The situation we are facing with the Corona Virus is devastating. I can’t imagine what it is like for those who have been laid off or whose income has been cut. I’m worried about the most vulnerable getting sick. I am worried about my students who count on school to get their most basic needs met and for connection to loving adults. My heart aches for the disappointment students are feeling due to missing out on school and sporting events, activities with friends, and social connection. There’s a lot to worry and feel sad about, but I have a choice. I can talk about how awful it is and lament about everything our students will be losing, or I can focus on what I can control–the use of the time I have been given.
The first week I was bombarded with information and resources. I was on information overload. In addition to dealing with and responding to the realities of the situation and trying to communicate constantly changing information to my community, I felt like I needed to be a step ahead and analyze and problem-solve this new reality of distance learning and how it would look at my school. I had to organize both the logistics of what was happening in the present and what might happen in the weeks to come. One of my first tasks was to sort through all the resources coming at me for distance learning. I had to figure out a way to both organize and house access to the materials, and make them accessible to the staff and to the school community. I used my school and staff blog pages as the hubs for the resources and then used social media and school communication channels to share them. I also had to unsubscribe to a bunch of companies who apparently launched email campaigns to let principals know of their resources they were offering free during this time. This management took most of the week, but was important for me in order to position myself better mentally moving forward.

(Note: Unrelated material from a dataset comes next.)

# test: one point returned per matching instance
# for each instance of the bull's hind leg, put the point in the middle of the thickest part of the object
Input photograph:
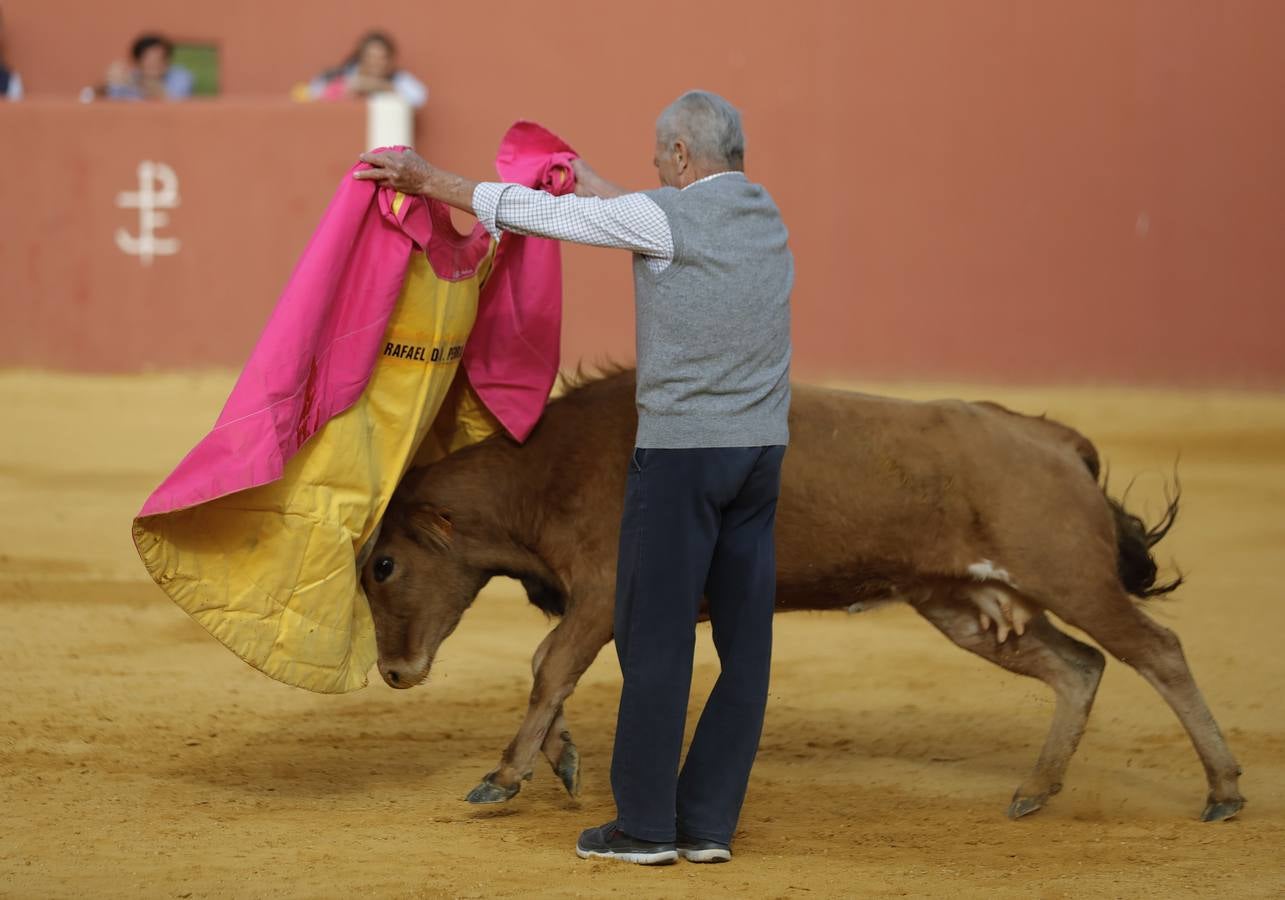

As I went throughout last week, not only did I have to take on the roles of sorter and sifter as I went through the resources, deciding what we could use and what would work for our school, but I also had to do that with the Professional Development Opportunities that were coming my way. Many of the leaders I follow were offering free webinars and mastermind opportunities. I had this nagging anxiety that plagued me…much like Fear of Missing Out (FOMO) that some face when looking at social media. I didn’t want to miss out on any opportunities. I signed up for what I could and quickly deleted what seemed less important for this time.
As I enter into the second week, I don’t feel as overwhelmed by what is coming at me, but I feel a pressure to do well with what I have been given. I am very fortunate to have a career in which my income won’t be affected by the shutdown of school and businesses and therefore, I feel that I owe it to my community to make something good come out of a bad situation. I plan to apply the strategies I use to manage my time during school to “Distance Leading.” I will set my “Big Three” Most Important Things to focus on each week then build my calendar with routines that support and connect to my “Big Three.” I know if I see this time as an opportunity for our school instead of a setback, not only will I be in a better state of mind to lead my school during this crisis, but we may emerge stronger.